A few days ago I read Time magazine’s main article “Can Google Solve Death?” which my father-in-law brought. I found the article name intriguing. Although after reading thorough the article, it is about Google investing in a new biotechnology company Calico which aims in extending human’s health and life. Lets face it, having a long life but in poor health is no fun.
Google is not explaining the red dots on why a tech company would just jump to a biotech development. But some analysts speculate it is aiming to harness its big data processing capabilities to support further discoveries. It sorts of make sense or maybe Larry Page is just paranoid with his own mortality.
But it does bring the next question, is big data the next big thing which techies need to follow? Such as Java a decade ago? Lets have a look at it again.
Big data arise because the world is more and more connected now, and there are more tools capturing the sources of information in sciences. Looking into the future, more and more data will be captured. As of 2012, every day 2.5 quintillion (2.5×1018) bytes of data were created.
According to Wikipedia, Big Data is the term for a collection of data sets so large and complex that it becomes difficult to process using on-hand database management tools or traditional data processing applications. The size of the data itself is not important, it can be several Gigabytes to Zillion of petabytes. The failure of traditional data processing to efficiently process them is the defining point. Due to improvements in the current data processing technologies, the size of the data has been a running target, some data which were unable to be processed efficiently can be processed efficiently.
But real world problems cannot wait until traditional data processing technologies ripen. That’s where big data technologies jump in. The hope is with such large data, government and organisations can make a better decisions. Right now big companies and western government, are racing to profit from big data analytics, which is estimated at around 5.1 Billion dollars for 2011 and grows at around 10% annually. .
Gaartner has compiled the top 10 technology trends in which big data is mentioned as part of implementing hybrid IT and cloud architecture. Where data can come in multiple forms and source and not just from a single data warehouse.

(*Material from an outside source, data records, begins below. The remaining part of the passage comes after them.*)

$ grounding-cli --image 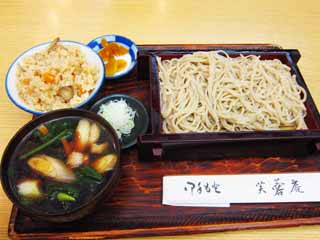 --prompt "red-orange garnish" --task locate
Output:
[106,57,117,76]
[99,39,129,76]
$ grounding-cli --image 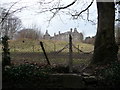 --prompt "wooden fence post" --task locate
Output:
[40,42,50,65]
[32,45,34,52]
[69,34,73,73]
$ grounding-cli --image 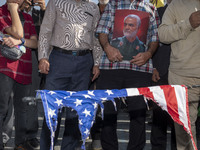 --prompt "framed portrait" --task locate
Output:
[111,10,149,61]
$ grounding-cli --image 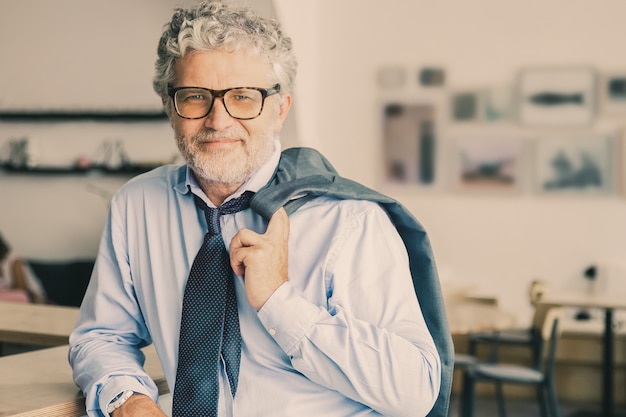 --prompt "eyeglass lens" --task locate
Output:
[174,88,263,119]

Hadoop is based on the approach develop by Google to manage internet indexing, there were no product available for them then, so they had to make it themselves. A huge cluster of commodity servers is managed by the framework, each has some copy of the data, and they do not share any memory or disk. If a server went down, it would not be an issue since there are several copies of the data. Hadoop maps the operation out to all of those servers, they run in parallel and then it will reduce the results back into a single result set, this is called MapReduce.Now you can even create the cluster in the cloud.
Unfortunately for the ordinary techies it will be difficult to self learn on how to efficiently manage big data. Because if you try to install a framework like Hadoop to your desktop or laptop, the performance will be poor, you can’t really see it perform, it will only shine if you crunch it huge data, and the approach of working with Hadoop is still rudimentary. If you are lucky try to get yourself into a large project which concerns big data. The good news is they are getting better, and if you can get your hands into it, you can be one of the player in this uncharted territory. If things where simple and unchallenging, you won’t get much rewards.